St. Patrick’s Day fun and feasting

St. Patrick’s Day, also known as the Feast of Saint Patrick, has been an official day to feast since the early 17th century. Celebrated yearly on March 17, it is both a cultural and a religious celebration, observed by the Catholic Church, the Anglican Communion, the Eastern Orthodox Church and the Lutheran Church.

The holiday, noted and observed worldwide, celebrates Irish heritage and culture. In any given city, you might find a parade, a festival, celebrations at bars and (of course) the wearing of green and the appearance of four-leaf clovers. Heck, here in the United States, you might even find a leprechaun or two out on the town indulging in some green beer and giving little pinches to those few sour sports that chose not to wear green on this festive and indulgent day.

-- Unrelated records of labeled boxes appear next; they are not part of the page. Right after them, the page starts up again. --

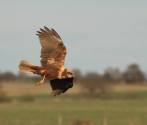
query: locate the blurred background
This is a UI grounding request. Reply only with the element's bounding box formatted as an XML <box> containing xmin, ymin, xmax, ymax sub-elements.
<box><xmin>0</xmin><ymin>0</ymin><xmax>147</xmax><ymax>125</ymax></box>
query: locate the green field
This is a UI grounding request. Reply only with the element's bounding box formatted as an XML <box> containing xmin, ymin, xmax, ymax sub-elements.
<box><xmin>0</xmin><ymin>92</ymin><xmax>147</xmax><ymax>125</ymax></box>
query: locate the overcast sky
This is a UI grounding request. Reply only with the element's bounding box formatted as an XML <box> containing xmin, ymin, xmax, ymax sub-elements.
<box><xmin>0</xmin><ymin>0</ymin><xmax>147</xmax><ymax>73</ymax></box>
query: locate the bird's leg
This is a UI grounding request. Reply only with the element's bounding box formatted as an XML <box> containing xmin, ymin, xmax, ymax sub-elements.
<box><xmin>35</xmin><ymin>75</ymin><xmax>46</xmax><ymax>86</ymax></box>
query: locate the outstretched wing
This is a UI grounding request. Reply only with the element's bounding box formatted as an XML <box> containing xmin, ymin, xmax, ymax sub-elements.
<box><xmin>36</xmin><ymin>27</ymin><xmax>66</xmax><ymax>67</ymax></box>
<box><xmin>50</xmin><ymin>78</ymin><xmax>73</xmax><ymax>96</ymax></box>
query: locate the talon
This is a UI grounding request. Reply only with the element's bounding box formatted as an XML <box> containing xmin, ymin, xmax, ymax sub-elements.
<box><xmin>35</xmin><ymin>75</ymin><xmax>46</xmax><ymax>86</ymax></box>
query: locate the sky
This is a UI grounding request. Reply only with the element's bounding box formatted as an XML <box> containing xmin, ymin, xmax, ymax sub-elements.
<box><xmin>0</xmin><ymin>0</ymin><xmax>147</xmax><ymax>74</ymax></box>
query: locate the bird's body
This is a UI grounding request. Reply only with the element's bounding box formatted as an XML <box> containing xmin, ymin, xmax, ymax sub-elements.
<box><xmin>19</xmin><ymin>27</ymin><xmax>74</xmax><ymax>96</ymax></box>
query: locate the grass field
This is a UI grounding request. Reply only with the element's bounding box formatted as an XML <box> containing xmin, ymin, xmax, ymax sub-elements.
<box><xmin>0</xmin><ymin>82</ymin><xmax>147</xmax><ymax>125</ymax></box>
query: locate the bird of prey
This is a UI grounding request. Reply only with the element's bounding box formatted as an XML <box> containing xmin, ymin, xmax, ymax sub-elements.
<box><xmin>19</xmin><ymin>27</ymin><xmax>74</xmax><ymax>96</ymax></box>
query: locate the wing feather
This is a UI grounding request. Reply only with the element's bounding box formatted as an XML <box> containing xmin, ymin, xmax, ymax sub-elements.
<box><xmin>36</xmin><ymin>27</ymin><xmax>66</xmax><ymax>67</ymax></box>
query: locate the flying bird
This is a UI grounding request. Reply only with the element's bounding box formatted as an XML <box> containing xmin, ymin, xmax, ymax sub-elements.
<box><xmin>19</xmin><ymin>27</ymin><xmax>74</xmax><ymax>96</ymax></box>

Being an American with a strong Irish heritage, it has always been a tradition for my family to cook up a pot of corned beef and cabbage for the St. Patrick’s Day meal along with a shepherd’s pie. Other traditional items might include a hearty weekend Irish breakfast consisting of fried eggs, Irish bacon, bread and potato farls (a round flatbread cut into fourths) cooked in reserved bacon fat to enhance the crisp texture. This would traditionally be served with tomato and black pudding, similar to a blood sausage.

If there’s still room later that day, one might consider some Irish soda bread, or maybe a bit of boxty (Irish potato griddle cakes), a dessert involving Bailey’s Irish Cream, and then, naturally, a nice stout, ale and/or lager. (Let’s just assume we’ll go with the “and” since it is a holiday and all.)

One thing to note is that a common ingredient in many Irish dishes is potatoes. Having been introduced to Ireland in the later half of the 16th century, the potato has heavily influenced much of Irish cuisine as we know it today.

World’s best corned beef and cabbage recipe
This recipe is extremely forgiving. You can fudge on the amounts of ingredients and the cooking times and still have a great meal to impress your family and friends.


1 3-4 lb corned beef brisket with seasoning packet
1-2 lbs potatoes (I like red or a mix. Cut into 2-inch chunks if too large)
2-4 garlic cloves, minced
1 onion coarsely chopped
3-4 carrots, cut into one-inch chunks
1 head of cabbage cut into 3-inch wedges


In a slow cooker, place all vegetables at the bottom. Place brisket atop the veggies. Sprinkle seasoning packet on top of meat. Fill with just enough water to cover meat. Cook on high about 6-8 hours or until tender.

Note: All crock pots cook at differing speeds, but do not check too early, as each time you lift the lid, it will add 30 minutes to your cooking time.

When meat is tender, transfer to cutting board and allow to cool about 15-30 minutes. Slice beef across the grain and serve alongside vegetables and sauce created from stew ingredients. Serve with a nice tall Guinness and enjoy!